Considérant que le Pr. van Ypersele traite les critiques du GIEC de « négationnistes » (http://www.uclouvain.be/46803.html), terme qui sert à désigner les négateurs des chambres à gaz nazies ;

 

Considérant que le Pr. van Ypersele est intervenu pour faire interdire un colloque scientifique à la Fondation universitaire (Bruxelles), autour des Pr.

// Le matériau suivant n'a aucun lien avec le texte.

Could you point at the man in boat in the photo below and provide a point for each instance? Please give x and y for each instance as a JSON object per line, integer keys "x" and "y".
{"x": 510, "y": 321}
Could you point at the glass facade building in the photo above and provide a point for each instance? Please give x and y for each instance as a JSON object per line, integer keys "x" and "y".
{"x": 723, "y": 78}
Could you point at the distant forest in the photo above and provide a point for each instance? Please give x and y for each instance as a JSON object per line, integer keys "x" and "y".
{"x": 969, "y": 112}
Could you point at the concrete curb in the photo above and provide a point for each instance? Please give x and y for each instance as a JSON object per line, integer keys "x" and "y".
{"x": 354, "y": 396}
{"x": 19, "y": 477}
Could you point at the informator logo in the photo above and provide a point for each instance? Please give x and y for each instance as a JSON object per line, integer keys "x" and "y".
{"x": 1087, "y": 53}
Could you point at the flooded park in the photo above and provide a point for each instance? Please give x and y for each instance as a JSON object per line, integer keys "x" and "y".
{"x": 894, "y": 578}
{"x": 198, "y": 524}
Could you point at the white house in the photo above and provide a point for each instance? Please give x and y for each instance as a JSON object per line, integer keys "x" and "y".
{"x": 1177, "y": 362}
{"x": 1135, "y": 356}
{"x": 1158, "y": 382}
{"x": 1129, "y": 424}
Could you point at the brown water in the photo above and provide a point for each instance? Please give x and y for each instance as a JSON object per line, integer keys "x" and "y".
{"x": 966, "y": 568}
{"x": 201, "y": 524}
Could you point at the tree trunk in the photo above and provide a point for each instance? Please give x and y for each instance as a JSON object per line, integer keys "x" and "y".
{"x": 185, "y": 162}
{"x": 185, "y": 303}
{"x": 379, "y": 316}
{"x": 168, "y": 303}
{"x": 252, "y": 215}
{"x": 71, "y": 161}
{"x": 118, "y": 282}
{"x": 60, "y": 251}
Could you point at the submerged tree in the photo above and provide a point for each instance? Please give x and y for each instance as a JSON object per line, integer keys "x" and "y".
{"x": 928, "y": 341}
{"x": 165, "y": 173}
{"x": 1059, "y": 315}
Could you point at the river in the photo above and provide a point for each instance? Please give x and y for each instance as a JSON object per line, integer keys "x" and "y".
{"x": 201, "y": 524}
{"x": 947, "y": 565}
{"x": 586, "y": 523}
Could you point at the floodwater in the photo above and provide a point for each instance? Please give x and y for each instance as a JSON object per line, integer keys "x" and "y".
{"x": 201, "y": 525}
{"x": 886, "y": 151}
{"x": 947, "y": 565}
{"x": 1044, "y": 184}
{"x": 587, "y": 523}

Fred S. Singer (Univ. de Virginie, USA, ancien chef de projet à la Nasa pour les mesures de température atmosphérique par satellite) et Claes-Göran Johnson (École Royale Polytechnique, Université de Stockholm, spécialiste de la turbulence et de la thermodynamique de l’atmosphère), tous deux critiques parmi des milliers d’autres de la science officielle du GIEC ;

 

Considérant que le Centre de recherche sur la Terre et le climat Georges Lemaître (TECLIM, UCL), dont le Pr. van Ypersele est membre, renseigne des articles qui traitent les critiques du GIEC de « criminels contre l’humanité » (http://www.elic.ucl.ac.be/modx/elic/index.php?id=315) ;

 

Considérant que le Centre de recherche sur la Terre et le climat Georges Lemaître (TECLIM, UCL) a mis en ligne une pétition, co-initiée par le Pr. van Ypersele, aujourd’hui retirée, demandant aux autorités universitaires des sanctions disciplinaires contre l’un des collègues du Pr. van Ypersele, au motif des critiques formulées par ce scientifique contre la science officielle du GIEC ;

 

Considérant que le Pr. van Ypersele a travaillé pour le compte de la puissante ONG écologiste Greenpeace (rapport « Impacts des changements climatiques en Belgique », Philippe Marbaix et Jean-Pascal van Ypersele (sous la direction de), Greenpeace, Bruxelles, 2004, 44p.) qui milite, entre autres, pour la renonciation non seulement aux énergies fossiles, mais au nucléaire civil, ainsi que pour la décroissance, dans le cadre d’un projet qu’on ne peut qualifier que de politique et idéologique au sens fort, dont la mise en œuvre mettrait en faillite la Sécurité sociale et le système des retraites ;

 

Considérant que le consensus scientifique dont se prévaut le Pr. van Ypersele n’existe pas, et que l’accession de ce militant écologiste radical à la présidence du GIEC ne pourrait que politiser et envenimer davantage encore un débat qui a besoin de sérénité ;

 

Par ces motifs et dans l’intérêt de la science, prions le gouvernement fédéral belge de reconsidérer le soutien apporté, sous la précédente législature, à la candidature du Pr. van Ypersele à la présidence du GIEC.

 

Fait à Bruxelles, le 12 janvier 2015.

 

ANNE DEBEIL, Ingénieur civil Chimiste, ingénieur conseil en sécurité & environnement — DRIEU GODEFRIDI, Juriste, Docteur en Philosophie, Essayiste – HENRI LEPAGE, Economiste — ISTVAN MARKO, Docteur en Chimie, Professeur à l'Université Catholique de Louvain (UCL) - HENRI MASSON, Ingénieur civil, Docteur en Sciences Appliquées, Professeur émérite à l’Université d’Anvers et Pr. visiteur à la Maastricht School of Management — LARS MYREN, Ingénieur civil Chimiste, ingénieur conseil en sécurité & environnement — ALAIN PRÉAT, Docteur en Géologie, Professeur à l'Université Libre de Bruxelles (ULB).

 

Les auteurs s’expriment à titre personnel.